Maybe some game companies are like that, and maybe Rockstar is now for all I know (I think Take 2 management got a lot more involved in the years since I left and the company developed some obvious cracks in their veneer). But it wasn't that the people were too old and out of touch when I was there. If anything, it's that they were too young.

 

The CEO of Rockstar was/is younger than me. I am pretty sure he is still there. The founder, who I think called himself the "chairman" of Rockstar at the time (I don't think such a position actually existed) was also younger, as was the creative director. The marketing director I could never be sure of her age, but she was definitely not old - though she went a little grey while I was there, that's for sure.

 

Most of the people I worked with were in their 20's, from the game producers on down. The problem with that is they have no historical basis for making games; it's like they're constantly learning as they go along. You can go to school for marketing and get a degree and then have a successful product and you think you're an expert (and given how fickle the public is, maybe that's true). But I think to make a really good game, you have to know all about the games that came before, not to copy them but to know a bit about how game mechanics actually work and what makes a good game fun.

 

The lower-level people at Rockstar (like me) did have to actually play the games as part of their job, and they mostly did learn. There was a lot of grumbling about certain games; people mostly did know when we were putting out a piece of crap. But management didn't. It wasn't because they were too old, though; it was because they were too young and weren't interested in learning that part of the company (which is the most important part!).

 

They put all kinds of pressure on the developers to meet deadlines (there should be NO such thing as a deadline. It's either ready to ship, or it goes back and gets tweaked some, period).

 

Well, this I don't agree with. Having worked with developers (I worked with 3DRealms, for God's sake), I think there have to be deadlines. But they do need to be realistic and there needs to be good project management along the way.

 

One thing about Rockstar is that I don't think they've ever shipped a game with any sort of game-stopping bug or anything that anybody felt was unfinished. Sure, the GTA series has always lacked a little polish, but it's in sort of an endearing way. It's just kind of raw. But there's nothing that causes the game to crash or anything like that. And Max Payne 2 is one of the most polished games around.
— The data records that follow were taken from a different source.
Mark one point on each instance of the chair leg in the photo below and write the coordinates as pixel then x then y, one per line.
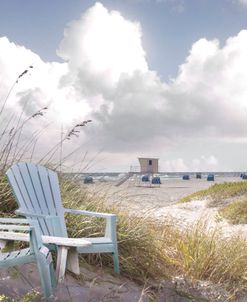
pixel 45 277
pixel 116 261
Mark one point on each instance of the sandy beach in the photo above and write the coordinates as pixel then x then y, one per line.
pixel 162 202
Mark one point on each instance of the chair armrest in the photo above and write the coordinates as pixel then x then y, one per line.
pixel 65 241
pixel 89 213
pixel 20 212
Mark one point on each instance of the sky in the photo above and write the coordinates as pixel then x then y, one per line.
pixel 158 78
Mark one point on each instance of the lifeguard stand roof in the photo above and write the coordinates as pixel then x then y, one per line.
pixel 148 164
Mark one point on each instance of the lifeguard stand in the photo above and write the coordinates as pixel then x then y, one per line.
pixel 148 167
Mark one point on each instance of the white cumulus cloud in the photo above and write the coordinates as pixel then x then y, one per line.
pixel 105 76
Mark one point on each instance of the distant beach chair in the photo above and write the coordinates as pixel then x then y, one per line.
pixel 37 193
pixel 210 177
pixel 145 178
pixel 37 252
pixel 88 180
pixel 156 180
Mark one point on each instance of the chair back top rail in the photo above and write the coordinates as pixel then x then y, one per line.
pixel 36 189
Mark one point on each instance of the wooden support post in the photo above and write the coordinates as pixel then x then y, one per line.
pixel 61 262
pixel 73 261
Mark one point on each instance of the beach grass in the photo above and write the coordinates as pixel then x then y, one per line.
pixel 235 212
pixel 152 250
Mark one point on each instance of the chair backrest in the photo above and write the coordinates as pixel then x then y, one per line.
pixel 37 191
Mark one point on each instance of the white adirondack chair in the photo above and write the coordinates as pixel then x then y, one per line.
pixel 37 193
pixel 37 252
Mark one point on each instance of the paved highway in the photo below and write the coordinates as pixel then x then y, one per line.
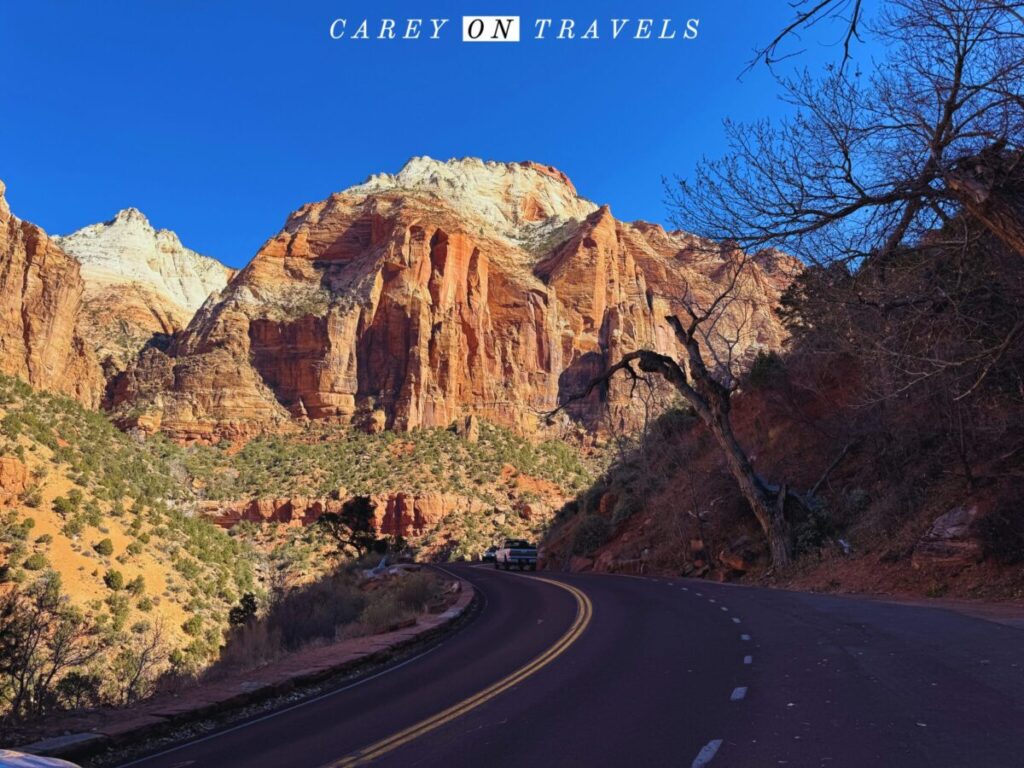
pixel 589 670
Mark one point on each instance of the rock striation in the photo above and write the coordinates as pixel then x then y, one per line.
pixel 141 284
pixel 41 291
pixel 449 290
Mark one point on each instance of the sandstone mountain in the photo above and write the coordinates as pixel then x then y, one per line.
pixel 41 293
pixel 141 285
pixel 443 291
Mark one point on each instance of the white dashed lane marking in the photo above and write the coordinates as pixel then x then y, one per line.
pixel 707 753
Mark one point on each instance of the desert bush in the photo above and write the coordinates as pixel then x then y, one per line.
pixel 114 580
pixel 35 561
pixel 627 505
pixel 590 534
pixel 385 613
pixel 103 547
pixel 41 640
pixel 417 591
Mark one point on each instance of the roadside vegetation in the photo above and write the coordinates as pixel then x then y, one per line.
pixel 898 401
pixel 112 583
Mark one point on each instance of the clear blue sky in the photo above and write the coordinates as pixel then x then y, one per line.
pixel 217 118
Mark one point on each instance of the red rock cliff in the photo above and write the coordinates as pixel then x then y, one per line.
pixel 445 290
pixel 40 298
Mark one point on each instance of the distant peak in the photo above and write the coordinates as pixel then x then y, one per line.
pixel 130 215
pixel 506 197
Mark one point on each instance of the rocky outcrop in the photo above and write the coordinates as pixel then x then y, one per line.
pixel 40 298
pixel 13 478
pixel 950 542
pixel 141 285
pixel 444 291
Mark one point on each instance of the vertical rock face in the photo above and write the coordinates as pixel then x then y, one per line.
pixel 140 284
pixel 40 297
pixel 444 291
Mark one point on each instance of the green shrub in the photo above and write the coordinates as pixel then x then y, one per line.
pixel 35 561
pixel 103 547
pixel 627 505
pixel 193 626
pixel 590 534
pixel 385 613
pixel 114 580
pixel 61 506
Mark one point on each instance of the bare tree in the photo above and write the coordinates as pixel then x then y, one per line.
pixel 41 639
pixel 709 390
pixel 137 664
pixel 871 163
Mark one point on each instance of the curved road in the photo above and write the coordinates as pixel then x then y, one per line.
pixel 656 672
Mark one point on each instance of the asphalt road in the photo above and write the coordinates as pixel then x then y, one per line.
pixel 639 672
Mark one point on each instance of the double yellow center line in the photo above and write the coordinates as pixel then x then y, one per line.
pixel 585 610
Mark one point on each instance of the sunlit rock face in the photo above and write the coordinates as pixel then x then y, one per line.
pixel 140 284
pixel 448 290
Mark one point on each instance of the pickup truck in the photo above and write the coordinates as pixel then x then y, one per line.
pixel 516 553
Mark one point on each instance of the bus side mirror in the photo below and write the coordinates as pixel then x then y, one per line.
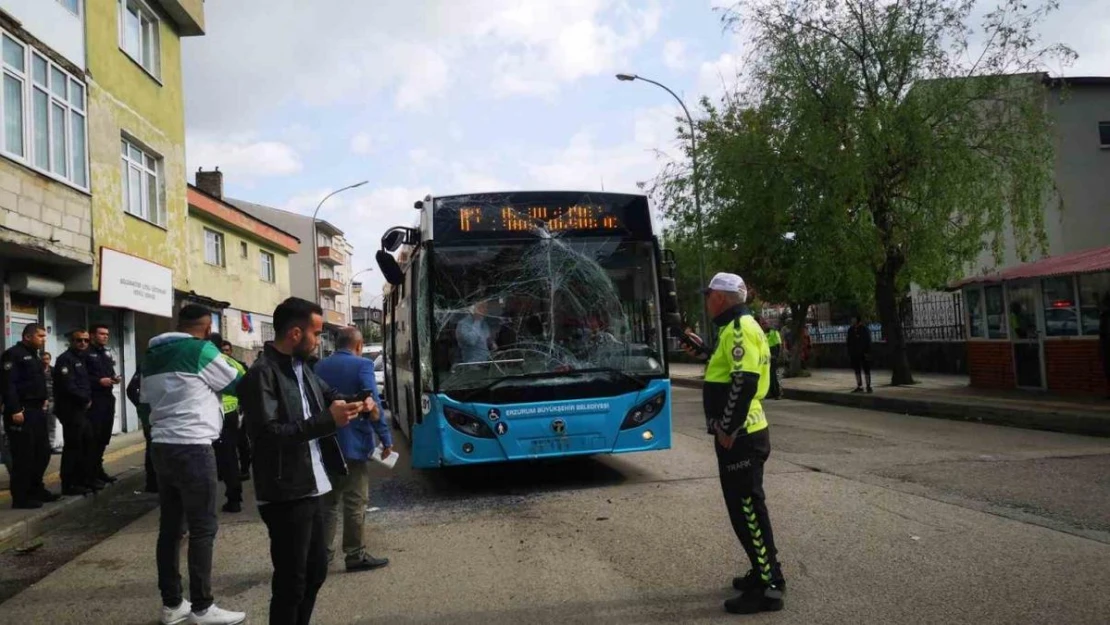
pixel 392 240
pixel 668 294
pixel 390 268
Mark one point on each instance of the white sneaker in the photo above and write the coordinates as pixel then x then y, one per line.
pixel 217 615
pixel 174 615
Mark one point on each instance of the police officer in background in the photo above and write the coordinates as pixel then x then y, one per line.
pixel 102 380
pixel 737 377
pixel 72 400
pixel 24 419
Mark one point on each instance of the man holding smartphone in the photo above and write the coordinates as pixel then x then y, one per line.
pixel 292 417
pixel 102 380
pixel 349 373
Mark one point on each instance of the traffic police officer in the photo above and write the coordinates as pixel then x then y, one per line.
pixel 102 379
pixel 737 377
pixel 24 419
pixel 72 399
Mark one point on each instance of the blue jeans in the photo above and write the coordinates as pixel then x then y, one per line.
pixel 187 491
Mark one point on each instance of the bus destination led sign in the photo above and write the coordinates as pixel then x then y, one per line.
pixel 552 219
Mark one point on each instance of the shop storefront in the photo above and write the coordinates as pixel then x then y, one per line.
pixel 135 301
pixel 1036 325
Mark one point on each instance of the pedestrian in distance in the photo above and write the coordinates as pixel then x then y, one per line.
pixel 24 417
pixel 737 377
pixel 134 392
pixel 351 374
pixel 182 376
pixel 226 445
pixel 859 352
pixel 72 400
pixel 1105 338
pixel 292 417
pixel 51 416
pixel 243 442
pixel 100 366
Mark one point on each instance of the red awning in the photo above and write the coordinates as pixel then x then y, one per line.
pixel 1087 261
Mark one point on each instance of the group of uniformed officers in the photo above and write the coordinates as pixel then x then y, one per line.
pixel 83 403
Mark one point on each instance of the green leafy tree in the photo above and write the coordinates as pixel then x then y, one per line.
pixel 925 140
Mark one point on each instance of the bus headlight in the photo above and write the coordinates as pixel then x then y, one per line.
pixel 467 423
pixel 644 412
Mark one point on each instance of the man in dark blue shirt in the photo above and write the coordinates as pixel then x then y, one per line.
pixel 350 374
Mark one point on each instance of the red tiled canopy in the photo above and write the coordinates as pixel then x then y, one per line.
pixel 1087 261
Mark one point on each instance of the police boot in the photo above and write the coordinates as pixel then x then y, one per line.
pixel 762 598
pixel 750 580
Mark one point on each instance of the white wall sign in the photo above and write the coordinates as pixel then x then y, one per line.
pixel 133 283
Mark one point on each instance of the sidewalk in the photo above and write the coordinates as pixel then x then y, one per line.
pixel 945 396
pixel 122 460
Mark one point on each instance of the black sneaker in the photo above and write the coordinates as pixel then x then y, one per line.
pixel 47 496
pixel 365 562
pixel 764 598
pixel 750 581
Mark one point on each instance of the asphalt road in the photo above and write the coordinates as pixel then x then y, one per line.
pixel 879 518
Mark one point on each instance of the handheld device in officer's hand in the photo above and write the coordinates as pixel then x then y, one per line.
pixel 692 341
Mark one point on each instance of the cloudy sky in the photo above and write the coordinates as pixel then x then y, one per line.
pixel 294 98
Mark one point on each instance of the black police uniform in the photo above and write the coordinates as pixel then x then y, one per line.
pixel 24 390
pixel 99 364
pixel 71 405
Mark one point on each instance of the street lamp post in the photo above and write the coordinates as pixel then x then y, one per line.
pixel 697 193
pixel 315 242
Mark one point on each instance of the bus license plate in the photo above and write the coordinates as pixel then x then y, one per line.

I don't think Rockstar really ships games that are unfinished (Take 2 does; Rockstar doesn't); one thing management is good at there is cracking the whip.

 

If I ever started a game company myself, it would be way different. There'd be no deadlines.

 

Then you'd be working at 3DRealms and your company would never ship a game. Developers always want more time. They always want to improve things or fix things. At some point, you have to call it done and ship it - no game is 100% perfect. The only way to do that is to tell people when it's going to have to be done ahead of time; otherwise, you're being completely arbitrary about when you call it done. Deadlines are a way to give developers warning and actually give them time to prioritize and fix what they think really needs to be fixed.